Stratton Oakmont Inc. was among the most notorious. Federal prosecutors said the brokerage generated millions in illicit profits by pushing penny stocks and manipulating their prices from its offices in Lake Success, New York, before it was shut down in 1996 by the National Association of Securities Dealers, a Finra predecessor.

Long Island

Belesis grew up about 10 miles away in the Long Island town of North Merrick. He started college and dropped out, Pitts said. In 1996, when Belesis was 21, he got into the stock business at the former Lew Lieberbaum & Co., Finra records show.

That time was “the height of the penny-stock Long Island craze,” said Danny Porush, one of Stratton’s founders who served about three years in prison for securities fraud. “The 20-year-old kids at Stratton were driving Ferraris.”

After working at S.W. Bach & Co. and Joseph Gunnar & Co. with his brothers George, 26, and John, 27, Belesis started John Thomas in 2007, according to Finra records. He named it after his grandparents, Pitts said.

Finra records show Belesis owns at least 75 percent of the brokerage, which has reaped about $108 million in commissions and fees since its founding. Revenue was $22.3 million for the 12 months ended May 31, a 26 percent drop from a year earlier, according to SEC filings.

Tribeca Condo

Belesis bought a condominium on Beach Street in New York’s Tribeca neighborhood for $3.94 million in 2009, city property records show. A Rolls Royce often was parked outside the office, four ex-brokers said. Pitts said it’s owned by an affiliated company and that Belesis usually walks to work.
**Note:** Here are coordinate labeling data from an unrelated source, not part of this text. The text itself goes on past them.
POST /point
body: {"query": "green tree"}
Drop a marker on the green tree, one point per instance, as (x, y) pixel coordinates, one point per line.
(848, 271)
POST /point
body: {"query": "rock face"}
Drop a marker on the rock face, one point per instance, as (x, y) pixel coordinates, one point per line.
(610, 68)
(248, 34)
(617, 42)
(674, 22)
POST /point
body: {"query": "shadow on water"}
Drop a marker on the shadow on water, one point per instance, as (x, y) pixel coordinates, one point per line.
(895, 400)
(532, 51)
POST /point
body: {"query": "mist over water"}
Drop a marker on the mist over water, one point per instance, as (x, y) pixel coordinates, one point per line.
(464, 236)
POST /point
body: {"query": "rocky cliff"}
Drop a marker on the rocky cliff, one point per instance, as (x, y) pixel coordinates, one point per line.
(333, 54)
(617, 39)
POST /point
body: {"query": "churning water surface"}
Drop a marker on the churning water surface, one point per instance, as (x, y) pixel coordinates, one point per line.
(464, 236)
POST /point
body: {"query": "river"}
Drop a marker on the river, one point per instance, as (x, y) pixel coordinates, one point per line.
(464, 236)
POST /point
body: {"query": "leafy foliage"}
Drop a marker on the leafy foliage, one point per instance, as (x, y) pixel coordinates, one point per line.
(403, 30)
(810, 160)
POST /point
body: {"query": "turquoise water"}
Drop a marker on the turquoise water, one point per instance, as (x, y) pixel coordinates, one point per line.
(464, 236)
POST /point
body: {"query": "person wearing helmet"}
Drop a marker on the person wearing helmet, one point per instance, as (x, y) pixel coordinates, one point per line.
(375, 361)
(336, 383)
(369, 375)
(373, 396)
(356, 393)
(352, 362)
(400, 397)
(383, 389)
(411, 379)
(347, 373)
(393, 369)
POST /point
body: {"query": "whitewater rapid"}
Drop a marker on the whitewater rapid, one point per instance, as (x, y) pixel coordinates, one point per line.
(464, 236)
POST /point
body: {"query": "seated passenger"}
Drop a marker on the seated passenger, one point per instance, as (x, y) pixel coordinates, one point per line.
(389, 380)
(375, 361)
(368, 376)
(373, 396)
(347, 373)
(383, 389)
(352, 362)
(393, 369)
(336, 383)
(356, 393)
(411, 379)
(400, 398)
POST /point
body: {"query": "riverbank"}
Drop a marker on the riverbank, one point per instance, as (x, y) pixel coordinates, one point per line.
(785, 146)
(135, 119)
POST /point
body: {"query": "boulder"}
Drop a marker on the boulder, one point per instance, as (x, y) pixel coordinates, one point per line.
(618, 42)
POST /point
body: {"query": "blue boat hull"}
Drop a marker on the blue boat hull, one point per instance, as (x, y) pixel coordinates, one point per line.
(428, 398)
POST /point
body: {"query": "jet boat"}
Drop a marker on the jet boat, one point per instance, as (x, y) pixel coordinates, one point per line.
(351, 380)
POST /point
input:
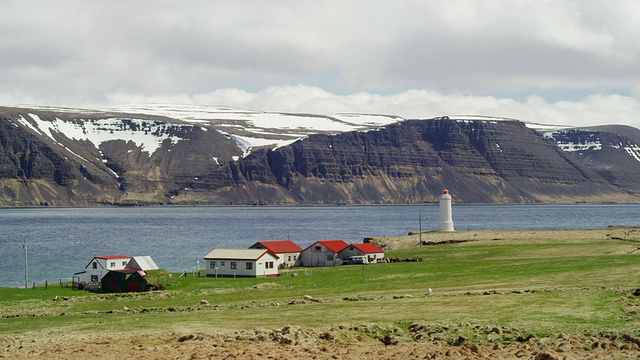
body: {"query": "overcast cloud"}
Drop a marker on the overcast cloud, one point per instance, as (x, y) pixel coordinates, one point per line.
(563, 62)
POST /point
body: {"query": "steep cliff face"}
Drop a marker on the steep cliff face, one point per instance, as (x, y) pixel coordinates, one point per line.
(611, 152)
(72, 158)
(410, 162)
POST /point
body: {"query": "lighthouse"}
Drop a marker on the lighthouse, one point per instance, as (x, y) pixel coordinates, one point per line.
(446, 222)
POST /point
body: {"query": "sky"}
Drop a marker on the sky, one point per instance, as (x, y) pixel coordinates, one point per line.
(554, 62)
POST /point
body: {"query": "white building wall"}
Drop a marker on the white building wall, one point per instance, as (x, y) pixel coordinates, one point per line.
(258, 268)
(102, 268)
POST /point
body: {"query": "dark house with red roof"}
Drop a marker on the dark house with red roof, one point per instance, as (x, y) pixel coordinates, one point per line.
(99, 266)
(125, 280)
(286, 250)
(322, 253)
(370, 251)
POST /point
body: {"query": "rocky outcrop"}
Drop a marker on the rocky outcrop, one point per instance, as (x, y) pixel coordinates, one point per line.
(49, 158)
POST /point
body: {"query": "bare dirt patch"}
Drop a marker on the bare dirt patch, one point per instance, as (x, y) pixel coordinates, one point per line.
(417, 341)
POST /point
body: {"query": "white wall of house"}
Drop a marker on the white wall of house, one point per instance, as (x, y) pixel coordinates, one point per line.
(267, 265)
(318, 255)
(99, 267)
(289, 259)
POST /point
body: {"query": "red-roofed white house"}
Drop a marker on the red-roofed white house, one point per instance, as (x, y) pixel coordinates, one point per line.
(99, 266)
(322, 253)
(287, 251)
(370, 251)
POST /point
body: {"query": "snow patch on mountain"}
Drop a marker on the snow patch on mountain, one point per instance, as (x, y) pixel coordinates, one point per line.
(575, 140)
(260, 128)
(149, 135)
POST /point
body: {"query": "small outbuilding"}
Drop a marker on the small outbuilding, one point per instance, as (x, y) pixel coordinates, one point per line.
(99, 266)
(369, 252)
(125, 280)
(241, 263)
(142, 263)
(322, 253)
(286, 250)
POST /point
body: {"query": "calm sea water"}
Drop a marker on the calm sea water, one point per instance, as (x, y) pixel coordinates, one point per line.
(62, 241)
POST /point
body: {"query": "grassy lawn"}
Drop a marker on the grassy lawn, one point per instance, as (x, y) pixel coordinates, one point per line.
(538, 286)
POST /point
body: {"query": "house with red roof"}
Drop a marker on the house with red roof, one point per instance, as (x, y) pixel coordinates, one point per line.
(322, 253)
(287, 251)
(368, 252)
(99, 266)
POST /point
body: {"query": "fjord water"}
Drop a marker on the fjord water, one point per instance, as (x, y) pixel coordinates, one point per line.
(62, 241)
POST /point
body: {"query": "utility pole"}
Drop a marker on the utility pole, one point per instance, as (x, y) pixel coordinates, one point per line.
(26, 266)
(420, 230)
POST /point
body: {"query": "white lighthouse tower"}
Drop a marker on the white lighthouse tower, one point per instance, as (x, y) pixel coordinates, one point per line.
(446, 222)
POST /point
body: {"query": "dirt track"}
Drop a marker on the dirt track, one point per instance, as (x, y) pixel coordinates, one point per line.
(336, 343)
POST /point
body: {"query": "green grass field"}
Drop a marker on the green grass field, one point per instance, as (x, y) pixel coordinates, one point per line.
(538, 286)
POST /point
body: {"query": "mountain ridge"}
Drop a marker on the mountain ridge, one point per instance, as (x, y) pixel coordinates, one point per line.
(72, 157)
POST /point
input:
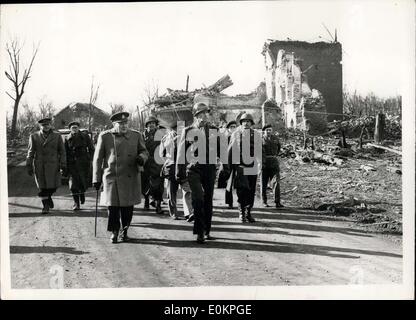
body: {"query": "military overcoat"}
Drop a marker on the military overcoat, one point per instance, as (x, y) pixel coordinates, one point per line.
(46, 153)
(115, 164)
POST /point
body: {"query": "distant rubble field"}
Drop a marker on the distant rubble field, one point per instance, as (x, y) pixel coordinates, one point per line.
(364, 186)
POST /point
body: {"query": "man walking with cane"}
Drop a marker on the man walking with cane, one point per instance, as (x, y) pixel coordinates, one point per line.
(118, 154)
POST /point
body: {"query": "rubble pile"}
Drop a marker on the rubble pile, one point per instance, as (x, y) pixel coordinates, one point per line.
(182, 97)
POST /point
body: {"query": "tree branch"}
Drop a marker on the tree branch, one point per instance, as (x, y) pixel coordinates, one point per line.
(14, 99)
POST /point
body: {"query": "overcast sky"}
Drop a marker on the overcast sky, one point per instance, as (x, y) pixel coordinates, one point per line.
(127, 46)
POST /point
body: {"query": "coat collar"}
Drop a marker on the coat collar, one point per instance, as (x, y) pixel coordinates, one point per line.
(48, 138)
(126, 135)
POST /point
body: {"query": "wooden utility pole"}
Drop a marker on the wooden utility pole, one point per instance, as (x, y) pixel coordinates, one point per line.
(379, 129)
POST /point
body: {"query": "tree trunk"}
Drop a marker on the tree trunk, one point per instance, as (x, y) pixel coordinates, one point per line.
(379, 129)
(361, 138)
(14, 119)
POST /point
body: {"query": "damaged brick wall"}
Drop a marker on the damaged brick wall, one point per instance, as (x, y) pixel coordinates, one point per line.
(321, 63)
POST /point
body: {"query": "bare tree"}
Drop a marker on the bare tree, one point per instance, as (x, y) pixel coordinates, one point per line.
(117, 107)
(93, 99)
(46, 108)
(17, 79)
(150, 92)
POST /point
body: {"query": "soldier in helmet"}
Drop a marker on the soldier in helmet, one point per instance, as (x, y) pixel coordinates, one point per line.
(231, 127)
(246, 164)
(152, 182)
(46, 159)
(270, 170)
(117, 157)
(79, 152)
(169, 151)
(197, 169)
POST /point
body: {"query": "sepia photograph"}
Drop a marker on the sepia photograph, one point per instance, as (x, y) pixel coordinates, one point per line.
(208, 150)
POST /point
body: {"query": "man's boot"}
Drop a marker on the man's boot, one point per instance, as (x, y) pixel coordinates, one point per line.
(50, 201)
(82, 198)
(124, 236)
(159, 207)
(249, 217)
(114, 237)
(242, 213)
(76, 202)
(200, 238)
(45, 209)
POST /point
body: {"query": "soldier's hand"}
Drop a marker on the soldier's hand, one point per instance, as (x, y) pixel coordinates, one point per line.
(64, 171)
(140, 161)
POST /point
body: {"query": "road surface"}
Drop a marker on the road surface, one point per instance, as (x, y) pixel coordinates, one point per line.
(290, 246)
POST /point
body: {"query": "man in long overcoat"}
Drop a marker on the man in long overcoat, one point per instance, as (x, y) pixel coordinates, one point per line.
(152, 182)
(118, 154)
(79, 153)
(246, 162)
(197, 165)
(46, 159)
(271, 170)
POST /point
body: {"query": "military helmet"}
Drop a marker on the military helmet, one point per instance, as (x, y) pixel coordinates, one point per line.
(151, 119)
(119, 117)
(247, 116)
(199, 107)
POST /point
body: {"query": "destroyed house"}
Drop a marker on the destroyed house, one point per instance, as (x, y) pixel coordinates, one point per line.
(80, 112)
(177, 104)
(305, 80)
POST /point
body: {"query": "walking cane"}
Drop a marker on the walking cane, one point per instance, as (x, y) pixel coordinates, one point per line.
(96, 213)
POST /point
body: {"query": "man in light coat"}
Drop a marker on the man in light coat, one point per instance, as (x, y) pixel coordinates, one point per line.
(118, 154)
(46, 159)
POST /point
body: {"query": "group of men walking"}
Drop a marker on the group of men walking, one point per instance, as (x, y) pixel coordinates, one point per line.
(127, 164)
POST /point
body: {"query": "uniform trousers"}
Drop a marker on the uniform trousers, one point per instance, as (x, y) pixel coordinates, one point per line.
(246, 191)
(173, 186)
(114, 214)
(201, 181)
(270, 174)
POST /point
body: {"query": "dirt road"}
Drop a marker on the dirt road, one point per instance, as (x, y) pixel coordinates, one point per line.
(289, 246)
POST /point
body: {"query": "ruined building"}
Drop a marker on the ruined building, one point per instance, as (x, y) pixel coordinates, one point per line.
(177, 104)
(304, 81)
(80, 112)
Belesis has given at least $150,000 to Republican committees in New York within the past three years, state Board of Election records show, and former New York Mayor Rudolph Giuliani named him “Bronx GOP Man of the Year” in 2009. Republicans in Manhattan and Queens gave him similar awards.

“The son of immigrants, Tom rose from humble beginnings to become a great success on Wall Street,” Giuliani said in a video posted on YouTube. “Perhaps Tom’s greatest achievement can be seen in helping so many young New Yorkers realize their own dream by providing them with the opportunity to join the financial sector.”

Messages left for the former mayor at Giuliani Partners LLC, his consulting firm, weren’t returned.

John Elway

Some of John Thomas’s revenue comes from investment banking -- companies paying the firm for advice and help raising capital. Among its clients were Grandparents.com Inc., a social- media site for the elderly, krill-oil maker Neptune Technologies & Bioressources Inc. and America West Resources Inc., a coal company that filed for bankruptcy on Feb. 1.

When Neptune executives gave a presentation to John Thomas’s staff, they brought along former National Football League quarterback John Elway, Kaufman said. Jeff Sperbeck, Elway’s agent, said the ex-quarterback is still a paid spokesman for Neptune and declined further comment.

Richard Remington, a Stockton, California contractor, said he got a call in December 2008 from his broker, who had moved to John Thomas two months earlier.